A União Soviética e as crianças de rua

Crianças mais violentas já foram tratadas como criminosas, mas diversas iniciativas, como pagamento de salários a famílias que as adotassem, ajudaram a erradicar completamente o problema das crianças sem teto em determinados períodos.

A crise das crianças de rua foi um dos problemas sociais mais graves dos primeiros anos de governo soviético. As autoridades a resolveram criando uma infraestrutura social para ajudar as crianças a se readaptarem à vida normal.

O número de crianças de rua nas cidades russas cresceu drasticamente devido à Primeira Guerra Mundial , à Guerra Civil e à fome subsequente a essas.

No início da década de 1920, o número de crianças de rua na URSS chegou aos 6 ou 7 milhões, e o problema tornou-se tão sério que Vladímir Lênin tomou responsabilidade pessoal por ele.

Em 1928, o governo soviético decidiu endurecer quanto ao problema. Na noite de 12 de abril, a polícia e o Diretório Político Unificado do Estado, ou seja, a polícia secreta soviética, lançaram uma operação em larga escala para recolher as crianças sem teto do país. As crianças foram levadas a força para abrigos temporários e tropas em grandes cidades impediam que elas escapassem para as florestas e zonas rurais.

As crianças mais endurecidas pela vida nas ruas resistiam ferozmente. Elas quebravam janelas, portas, brigavam com os guardas, escapavam dos abrigos sozinhas ou em bandos. A polícia respondia tratando as crianças violentas como criminosos.

As crianças sem teto mais dóceis eram colocadas em abrigos e orfanatos, recebiam educação, trabalho e se tornavam membros do movimento comunista jovem dos pioneiros, análogo ao dos escoteiros.

Famílias eram incentivadas a adotar crianças sem teto, e recebiam por isso pagamentos fixos. Essas medidas tomadas pela liderança soviética tiveram tanto êxito que em 1935 declarou-se vitória na crise das crianças de rua.

Nas décadas de 1920 e 1930 foram organizadas para crianças sem teto comunidades especiais onde elas podiam trabalhar, estudar e tomar decisões por si próprias por meio de um autogoverno. O notável pedagogo soviético Antôn Makarenko, que trabalhou em uma dessas comunidades, contribuiu enormemente no auxílio para que as crianças de rua se readaptassem à sociedade.

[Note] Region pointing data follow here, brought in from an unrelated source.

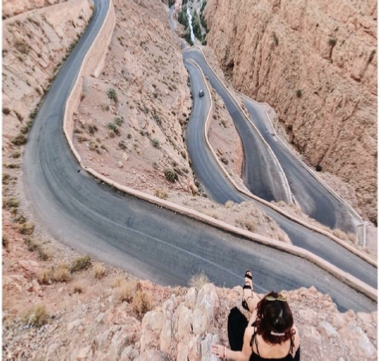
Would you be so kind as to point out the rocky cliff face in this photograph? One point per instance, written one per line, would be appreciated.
(35, 43)
(316, 64)
(12, 7)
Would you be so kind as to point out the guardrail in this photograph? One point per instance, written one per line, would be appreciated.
(336, 272)
(331, 191)
(299, 221)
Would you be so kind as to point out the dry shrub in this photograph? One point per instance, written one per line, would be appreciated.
(26, 228)
(142, 303)
(352, 238)
(6, 242)
(247, 223)
(339, 233)
(210, 213)
(198, 280)
(36, 316)
(62, 273)
(45, 276)
(229, 204)
(117, 281)
(125, 291)
(42, 254)
(99, 271)
(81, 263)
(160, 193)
(77, 287)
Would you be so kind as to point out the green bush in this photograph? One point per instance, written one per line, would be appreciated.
(114, 128)
(119, 121)
(171, 175)
(36, 316)
(156, 143)
(80, 263)
(111, 93)
(20, 139)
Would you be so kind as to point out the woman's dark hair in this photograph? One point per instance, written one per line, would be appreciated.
(274, 319)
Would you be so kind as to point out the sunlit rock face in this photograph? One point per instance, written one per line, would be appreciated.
(316, 65)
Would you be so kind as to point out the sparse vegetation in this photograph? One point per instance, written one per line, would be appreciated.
(156, 143)
(26, 228)
(125, 291)
(77, 287)
(114, 128)
(111, 93)
(198, 280)
(37, 316)
(119, 121)
(141, 304)
(62, 273)
(99, 271)
(352, 238)
(160, 193)
(171, 175)
(224, 160)
(22, 46)
(332, 42)
(12, 203)
(6, 178)
(33, 114)
(20, 139)
(248, 223)
(122, 145)
(45, 276)
(80, 263)
(5, 242)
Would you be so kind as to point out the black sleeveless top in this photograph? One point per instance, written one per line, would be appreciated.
(288, 357)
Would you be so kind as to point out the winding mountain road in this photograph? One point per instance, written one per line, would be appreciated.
(314, 199)
(146, 240)
(219, 188)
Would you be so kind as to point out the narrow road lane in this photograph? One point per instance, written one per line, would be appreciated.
(147, 241)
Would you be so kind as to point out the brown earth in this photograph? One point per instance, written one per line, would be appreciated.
(102, 318)
(315, 64)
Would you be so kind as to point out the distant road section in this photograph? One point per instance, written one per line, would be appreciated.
(147, 241)
(261, 172)
(311, 195)
(220, 189)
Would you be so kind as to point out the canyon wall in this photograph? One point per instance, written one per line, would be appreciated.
(315, 63)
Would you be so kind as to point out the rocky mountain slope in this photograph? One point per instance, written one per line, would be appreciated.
(101, 313)
(315, 63)
(59, 305)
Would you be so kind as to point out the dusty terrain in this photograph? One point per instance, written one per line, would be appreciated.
(316, 65)
(98, 313)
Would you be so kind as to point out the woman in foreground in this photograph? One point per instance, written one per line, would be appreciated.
(270, 334)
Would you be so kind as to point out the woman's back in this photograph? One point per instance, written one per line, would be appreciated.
(281, 352)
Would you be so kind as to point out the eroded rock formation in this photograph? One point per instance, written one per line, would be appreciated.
(316, 64)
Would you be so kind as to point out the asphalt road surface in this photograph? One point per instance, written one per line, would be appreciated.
(261, 173)
(311, 195)
(218, 187)
(146, 240)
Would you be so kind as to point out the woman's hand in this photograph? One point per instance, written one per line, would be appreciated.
(219, 351)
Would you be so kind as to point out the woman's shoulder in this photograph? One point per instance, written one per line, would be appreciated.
(249, 331)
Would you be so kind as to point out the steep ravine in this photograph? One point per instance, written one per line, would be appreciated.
(316, 65)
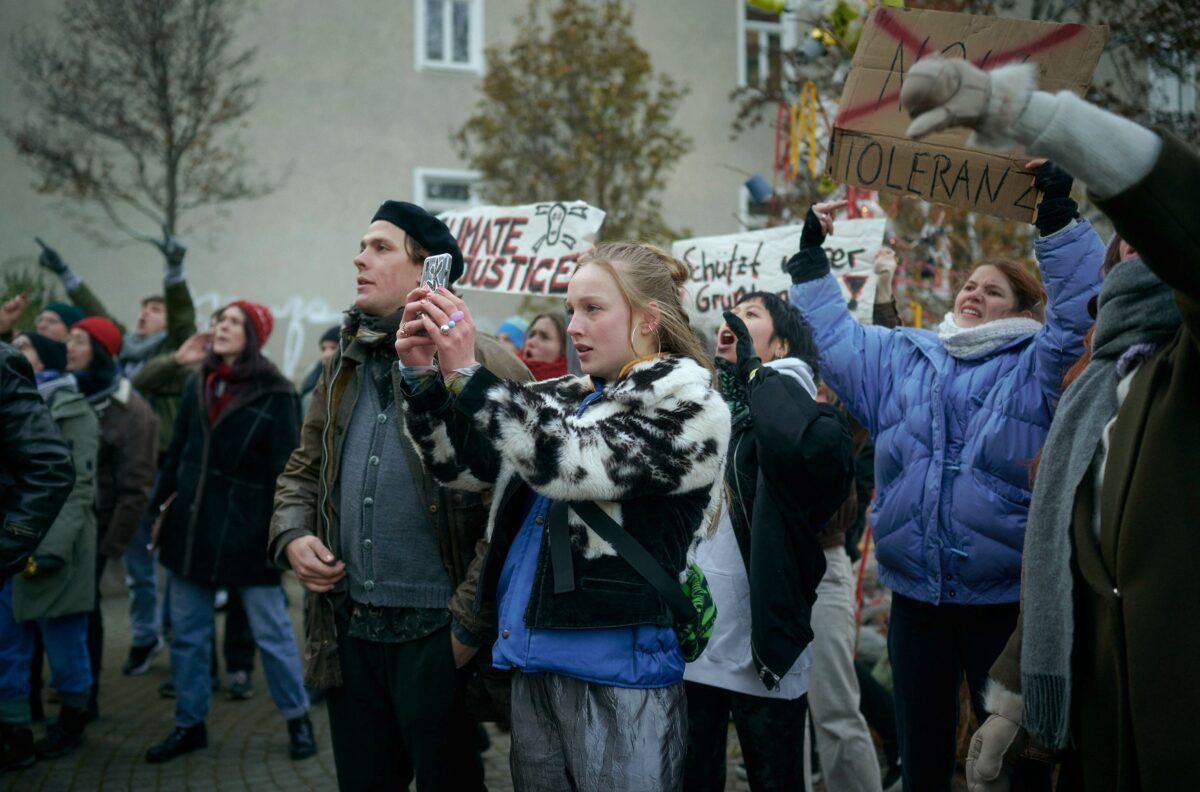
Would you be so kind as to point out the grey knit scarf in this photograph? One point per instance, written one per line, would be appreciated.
(1135, 307)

As crianças sem teto reapareceram nas ruas russas no começo da Segunda Guerra Mundial. Durante os caóticos anos iniciais da guerra, muitas crianças perderam os pais, assim como a atenção e os cuidados do governo. Como resultado, várias partiram para o crime para sobreviver. De 1941 a 1944, o número de crimes cometidos por crianças de rua quase triplicou. A polícia ficou responsável por programas de reabilitação e educação para crianças de rua, e as que se tornaram indomáveis demais pelos anos no crime foram enviadas a centros de detenção juvenil.

As condições guiando a qualidade do tratamento dispensado a crianças de rua melhoraram com o final da Segunda Guerra. O governo soviético gastou quantias enormes para construir orfanatos e jardins de infância, além de centros de artesanato que mantinham as crianças de rua ocupadas com trabalho.

Diversas instituições públicas focaram na socialização dos órfãos e das crianças de rua e faziam diversas checagens para monitorar como as crianças adotadas estavam se adaptando à vida em família e, se possível, evitar fugas das novas casas.

O sistema soviético não tentava subjugar as crianças sem teto fazendo-as lembrar do passado na rua. O objetivo do governo era reabilitar e transformar essas crianças em membros construtivos da sociedade.

O esforço amplamente exitoso da União Soviética em reduzir o número de crianças de rua foi alcançado com criação de um programa de reabilitação eficiente. Infelizmente, com o colapso da União Soviética, a crise econômica subsequente nos anos 1990 e o amplo abuso de drogas e álcool que se instaurou na Rússia moderna, o país presenciou um aumento no número de crianças sem teto.